« Le malaise par rapport à l’abattage va bien au-delà des vegans »

Entretien avec Didier Toubia, co-fondateur d’Aleph Farms, startup israélienne spécialisée dans la « viande durable », conçue en laboratoire et sans abattage.
« Le malaise par rapport à l’abattage va bien au-delà des vegans »

Entretien avec Didier Toubia, co-fondateur et PDG d’Aleph Farms, startup israélienne spécialisée dans la « viande durable », conçue en laboratoire et sans abattage. 

Produire de la viande in vitro, à partir de cellules souches, mais dont le résultat n’aurait pas grand chose à envier à un steak « normal » : la piste est explorée par plusieurs start-ups à travers le monde. Aleph Farms est l’une d’elles. Son co-fondateur Didier Toubia, ingénieur agronome français, défend une approche différente des autres start-ups, qui consiste à s’attaquer frontalement au problème de la viande plutôt qu’à le contourner avec des substituts végétaux. Cette « viande durable », dit-il, pourrait être commercialisée à l’horizon 2021–2022. 

Didier Toubia ©Aleph Farms

Usbek & Rica : « Si les abattoirs avaient des vitres, on serait tous végétariens » dit l’ex-Beatle Paul McCartney. Est-ce ce genre de pensées qui guide les recherches d’Aleph Farms?

Didier Toubia : La situation est simple : les gens aiment la viande mais ne veulent pas savoir d’où elle vient. Si le consommateur voyait tout le processus de production de la viande de A à Z – de la naissance de l’animal à l’abattage et jusqu’au dépeçage – il arrêterait demain matin d’en manger ! A ce jour, les études montrent qu’aux États-Unis, 90 à 92% des Américains mangent régulièrement de la viande.
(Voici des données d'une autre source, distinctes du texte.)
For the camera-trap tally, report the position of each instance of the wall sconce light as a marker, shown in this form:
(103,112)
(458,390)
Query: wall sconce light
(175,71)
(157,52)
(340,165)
Néanmoins, 47% des Américains se disent favorables à la fermeture des abattoirs. D’un côté, on consomme de la viande, de l’autre, on refuse que l’on abatte des animaux… Ce malaise par rapport à l’abattage va ainsi bien au-delà du groupe social vegan. Et il confirme la pertinence d’une proposition de production de viande sans abattage.

 

Ainsi, plutôt que de travailler sur des substituts végétaux, Aleph Farms développe de la viande animale, sans abattage. Expliquez-nous…

Notre idée n’est pas de remplacer la viande par autre chose mais bien de produire de la viande de manière améliorée. C’est la grosse différence d’approche par rapport à ceux qui produisent des substituts à base de soja, de champignons ou autres. Ces derniers partent du principe qu’il y a un problème dans la manière dont la viande est produite. Leurs substituts se veulent proches de la viande de façon à aider les personnes souhaitant ne plus en manger à opérer cette transition le moins ou le plus du tout. Notre approche est radicalement différente ! Elle part du constat suivant : l’écrasante majorité des consommateurs mange de la viande aujourd’hui. Cette proportion demeure plutôt stable et je ne pense pas qu’elle baissera dramatiquement dans les années qui viennent. Si on veut avoir un réel impact sur le cours des choses, plus qu’à travers les solutions offertes par les substituts à base de végétaux, il paraît donc urgent de s’atteler à résoudre le problème de la viande elle-même, de ses méthodes de production et de sa qualité, et de produire de la viande que les gens continueront de manger sans rencontrer les soucis actuels.

 

Au fond, quel est votre objectif ? En finir avec l’élevage tel qu’il se pratique aujourd’hui ?

Oui et non… Mais je le précise d’emblée, je n’ai aucun problème personnel avec la manière traditionnelle d’élever une vache ! Néanmoins, le temps où l’éleveur pouvait entretenir une réelle connexion, un réel respect avec sa bête est révolu. Il y a 50 ou 60 ans, l’abattage d’un animal constituait un événement social. A contrario, dans les élevages industriels d’aujourd’hui, les vaches sont perçues comme des machines à produire des protéines.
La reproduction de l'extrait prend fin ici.